Pourtant, Mohamed Chérif Ferjani « s’attendait à plus de réactions négatives ». Venues pour le moment « des milieux les plus intégristes et conservateurs », les autres sont plutôt bienveillantes à l’égard des réformes proposées. Et de poursuivre : « Les islamistes du parti Ennahdha se taisent, officiellement. Mais ils continuent leur travail de critique du rapport dans les mosquées. Ils continuent de politiser leur prêche ».

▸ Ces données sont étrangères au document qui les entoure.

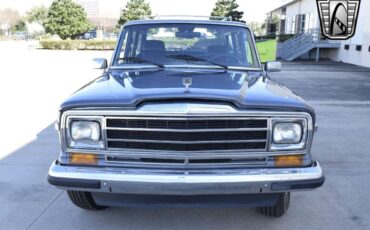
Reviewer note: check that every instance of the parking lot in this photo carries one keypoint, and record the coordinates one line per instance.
(34, 82)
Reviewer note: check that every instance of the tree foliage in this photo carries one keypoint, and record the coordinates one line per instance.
(9, 18)
(257, 28)
(134, 10)
(228, 8)
(37, 14)
(66, 19)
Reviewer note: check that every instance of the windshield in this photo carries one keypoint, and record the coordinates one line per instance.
(166, 45)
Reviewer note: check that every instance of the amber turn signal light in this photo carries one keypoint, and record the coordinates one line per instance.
(289, 161)
(83, 159)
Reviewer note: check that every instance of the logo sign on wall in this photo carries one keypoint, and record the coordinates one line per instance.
(338, 18)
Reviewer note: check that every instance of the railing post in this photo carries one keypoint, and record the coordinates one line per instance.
(317, 54)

La question du calendrier des réformes est pour l’instant inconnu, et surtout incertain. Pour l’universitaire tunisien venu enseigner en France, « il faut battre le fer tant qu’il est chaud : il faut que le rapport soit soumis immédiatement au Parlement ». Et d’ajouter : « A présent, c’est à la société civile de se mobiliser pour accélérer au maximum le vote de ces mesures ».